WEEKLY TOP TEN: February 02, 2025, 16:00 GMT
- State-Sponsored Attackers Hijacked Notepad++
The widely used open-source text editor Notepad++ confirmed that its update delivery infrastructure was compromised by state-sponsored threat actors in a targeted supply chain attack that lasted from June to December 2025. Rather than exploiting a flaw in the application itself, attackers hijacked the update mechanism at the hosting provider level to selectively redirect software update traffic for certain users — including organizations with operations in East Asia, financial services, and government sectors — to malicious servers, potentially delivering backdoored installers. Notepad++ has since released mitigation measures and hardened update verification in newer versions to prevent similar abuse. - BridgePay Ransomware Disrupts Payment Infrastructure
BridgePay Network Solutions — a major U.S. payment gateway used by merchants nationwide — confirmed a ransomware attack that shut down key systems and caused broad outage of card-processing services. Merchants reported degraded or failed transactions, forcing some to shift to cash-only environments. Forensic teams including FBI and U.S. Secret Service are involved. Initial findings indicate no clear evidence of compromised cardholder data, but operational impact remains high across financial service ecosystems. - CISA Warns of Actively Exploited SmarterMail RCE in Ransomware Campaigns
The U.S. Cybersecurity and Infrastructure Security Agency added a critical unauthenticated remote-code-execution flaw CVE-2026-24423 in SmarterMail to its Known Exploited Vulnerabilities catalog, warning that ransomware actors are actively abusing the defect in the wild.

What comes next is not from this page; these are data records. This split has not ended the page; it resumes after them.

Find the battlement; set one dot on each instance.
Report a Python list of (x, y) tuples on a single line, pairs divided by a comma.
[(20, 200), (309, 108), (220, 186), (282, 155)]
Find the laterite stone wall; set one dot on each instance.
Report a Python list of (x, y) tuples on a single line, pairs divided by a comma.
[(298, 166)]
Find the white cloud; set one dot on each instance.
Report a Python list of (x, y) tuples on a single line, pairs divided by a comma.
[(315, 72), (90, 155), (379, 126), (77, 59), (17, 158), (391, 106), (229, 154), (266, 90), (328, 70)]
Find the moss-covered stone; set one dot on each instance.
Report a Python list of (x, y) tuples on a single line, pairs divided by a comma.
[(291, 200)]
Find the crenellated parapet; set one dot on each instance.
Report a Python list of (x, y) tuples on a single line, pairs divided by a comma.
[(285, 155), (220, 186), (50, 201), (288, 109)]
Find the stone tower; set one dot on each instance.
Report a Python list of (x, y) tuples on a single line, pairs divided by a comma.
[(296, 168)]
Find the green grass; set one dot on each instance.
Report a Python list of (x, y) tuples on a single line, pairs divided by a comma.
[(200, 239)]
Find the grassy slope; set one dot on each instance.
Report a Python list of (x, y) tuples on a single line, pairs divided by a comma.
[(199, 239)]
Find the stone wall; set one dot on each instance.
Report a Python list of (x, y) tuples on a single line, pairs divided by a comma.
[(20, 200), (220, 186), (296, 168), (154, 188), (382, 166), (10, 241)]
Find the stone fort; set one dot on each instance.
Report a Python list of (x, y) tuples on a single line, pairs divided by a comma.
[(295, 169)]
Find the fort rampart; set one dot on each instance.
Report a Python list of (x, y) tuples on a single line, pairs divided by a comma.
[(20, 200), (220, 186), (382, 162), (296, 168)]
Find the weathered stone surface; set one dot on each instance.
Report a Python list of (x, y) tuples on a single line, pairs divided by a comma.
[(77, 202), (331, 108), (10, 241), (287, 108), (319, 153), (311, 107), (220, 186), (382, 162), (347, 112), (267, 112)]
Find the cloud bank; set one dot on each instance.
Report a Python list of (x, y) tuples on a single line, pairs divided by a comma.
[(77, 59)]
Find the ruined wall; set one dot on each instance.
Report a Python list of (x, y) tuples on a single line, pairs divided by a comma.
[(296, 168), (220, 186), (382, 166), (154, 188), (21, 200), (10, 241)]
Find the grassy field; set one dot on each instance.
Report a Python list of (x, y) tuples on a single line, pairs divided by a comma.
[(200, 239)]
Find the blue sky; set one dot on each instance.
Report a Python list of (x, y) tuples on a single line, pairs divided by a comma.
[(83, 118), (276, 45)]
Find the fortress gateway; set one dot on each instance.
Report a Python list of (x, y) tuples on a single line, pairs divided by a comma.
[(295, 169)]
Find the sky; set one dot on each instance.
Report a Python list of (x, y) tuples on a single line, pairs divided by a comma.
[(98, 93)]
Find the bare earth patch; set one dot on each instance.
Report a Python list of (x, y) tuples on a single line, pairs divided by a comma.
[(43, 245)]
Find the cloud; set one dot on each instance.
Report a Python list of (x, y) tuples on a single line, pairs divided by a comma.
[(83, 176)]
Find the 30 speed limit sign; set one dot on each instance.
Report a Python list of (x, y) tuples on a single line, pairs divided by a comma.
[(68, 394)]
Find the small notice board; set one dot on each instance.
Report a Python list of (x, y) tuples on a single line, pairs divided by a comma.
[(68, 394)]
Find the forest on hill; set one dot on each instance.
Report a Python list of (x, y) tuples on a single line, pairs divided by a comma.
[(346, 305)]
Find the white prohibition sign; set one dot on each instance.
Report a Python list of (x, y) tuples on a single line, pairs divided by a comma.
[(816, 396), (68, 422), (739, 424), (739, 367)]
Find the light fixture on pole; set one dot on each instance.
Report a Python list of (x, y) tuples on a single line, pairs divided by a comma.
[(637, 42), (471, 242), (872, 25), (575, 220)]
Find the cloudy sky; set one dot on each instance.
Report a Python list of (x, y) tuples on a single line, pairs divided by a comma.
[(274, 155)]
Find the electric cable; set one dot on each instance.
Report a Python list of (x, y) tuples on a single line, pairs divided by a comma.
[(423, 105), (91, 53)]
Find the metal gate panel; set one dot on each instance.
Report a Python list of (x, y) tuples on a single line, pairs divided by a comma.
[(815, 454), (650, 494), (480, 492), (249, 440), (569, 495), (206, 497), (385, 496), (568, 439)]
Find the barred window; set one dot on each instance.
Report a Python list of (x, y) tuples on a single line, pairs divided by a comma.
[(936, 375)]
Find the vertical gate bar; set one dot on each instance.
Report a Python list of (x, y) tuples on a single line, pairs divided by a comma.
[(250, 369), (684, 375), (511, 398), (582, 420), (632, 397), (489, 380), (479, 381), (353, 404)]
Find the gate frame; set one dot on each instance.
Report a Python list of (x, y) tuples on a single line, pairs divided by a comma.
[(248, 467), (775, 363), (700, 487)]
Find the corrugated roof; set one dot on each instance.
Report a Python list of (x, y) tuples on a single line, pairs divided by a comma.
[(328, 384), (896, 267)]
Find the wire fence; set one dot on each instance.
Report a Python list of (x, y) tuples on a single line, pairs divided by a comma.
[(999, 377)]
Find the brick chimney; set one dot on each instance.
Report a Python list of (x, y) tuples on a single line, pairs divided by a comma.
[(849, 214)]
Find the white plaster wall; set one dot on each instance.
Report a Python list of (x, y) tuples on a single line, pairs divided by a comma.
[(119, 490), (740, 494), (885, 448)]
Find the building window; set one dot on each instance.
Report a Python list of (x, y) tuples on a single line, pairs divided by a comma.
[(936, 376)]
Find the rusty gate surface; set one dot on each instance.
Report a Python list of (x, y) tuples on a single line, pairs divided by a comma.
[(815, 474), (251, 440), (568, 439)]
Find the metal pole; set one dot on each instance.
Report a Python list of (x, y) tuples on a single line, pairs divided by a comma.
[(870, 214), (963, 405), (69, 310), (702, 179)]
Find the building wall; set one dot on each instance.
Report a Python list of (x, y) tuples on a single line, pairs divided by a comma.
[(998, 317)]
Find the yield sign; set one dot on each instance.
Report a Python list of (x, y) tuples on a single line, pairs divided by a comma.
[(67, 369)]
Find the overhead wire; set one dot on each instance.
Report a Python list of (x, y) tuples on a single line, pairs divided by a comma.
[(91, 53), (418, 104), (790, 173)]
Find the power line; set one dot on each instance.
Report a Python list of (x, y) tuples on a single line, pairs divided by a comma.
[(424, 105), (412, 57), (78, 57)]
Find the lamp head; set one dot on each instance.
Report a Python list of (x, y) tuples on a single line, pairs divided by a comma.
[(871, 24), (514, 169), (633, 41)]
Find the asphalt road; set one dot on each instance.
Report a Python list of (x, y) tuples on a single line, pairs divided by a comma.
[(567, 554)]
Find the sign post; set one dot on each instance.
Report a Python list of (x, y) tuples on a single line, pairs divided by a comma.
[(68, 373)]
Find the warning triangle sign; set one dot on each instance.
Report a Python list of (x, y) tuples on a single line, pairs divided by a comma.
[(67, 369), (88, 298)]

The vulnerability affects widely deployed SmarterTools email servers and allows arbitrary command execution without authentication, a severe escalation vector for ransomware and system takeover. - Conpet (Romania) Oil Pipeline Operator Discloses Cyberattack
Romania’s national pipeline operator Conpet revealed a cyberattack that disrupted corporate IT systems and brought down its public website. Operational control of crude distribution and contractual logistics reportedly continued, but IT impacts and ongoing investigations underscore persistent threats to industrial operators’ digital infrastructure. National cybersecurity authorities and law enforcement are engaged. - DKnife Linux Toolkit Used for Malware Delivery
Security research uncovered the “DKnife” Linux toolkit hijacking router traffic to inject malware, indicating long-lived espionage campaigns using edge devices and network-level manipulation. While reported alongside other news, this is an ongoing risk vector enterprises must monitor. - Anthropic’s Claude Uncovers 500+ High-Severity Flaws
AI model Claude Opus 4.6 demonstrated the ability to identify and prioritize 500+ high-severity weaknesses in open-source libraries, showing how AI-assisted code review is evolving. While not a breach, this impacts vulnerability management workflows and tool selection. - Substack Data Breach Exposes Metadata and Contact Info
Substack disclosed a security breach affecting internal systems that exposed email addresses, phone numbers, and metadata for approximately 700,000 user accounts. There’s no evidence that financial or password data was compromised, but exposed contact details materially increase phishing and social engineering risk for users. - Open ClawHub Skills Abuse Exposes AI Agents to Malware
A research audit found 341 malicious skills in the Open ClawHub marketplace — a platform for AI assistant skills — that could steal data. This represents a supply-chain threat in emerging AI ecosystems, where third-party modules become malware delivery vectors. - Germany Warns of Signal Account Hijacking Targeting Officials
Germany’s domestic intelligence services warn of ongoing threat actor campaigns targeting Signal messaging accounts of senior officials, journalists, and diplomats. Phishing and credential compromise vectors are reportedly used to gain access, with implications for secure communications in government and diplomatic contexts. - Step Finance Suffers $40M Crypto Theft via Executive Device Compromise
DeFi platform Step Finance reported a major security breach where attackers compromised devices used by executives, stealing approximately $40 million worth of cryptocurrency. The incident part-recovered funds through technical controls but highlights persistent risk to high-privilege endpoints and treasury access within crypto ecosystems.
Our Threat Operations and Intelligence team compiles a daily digest of the most recent online cybersecurity risks. The previous 10 stories were determined to be most significant during the course of the week, ranked by highest risk, and using multiple sources when available.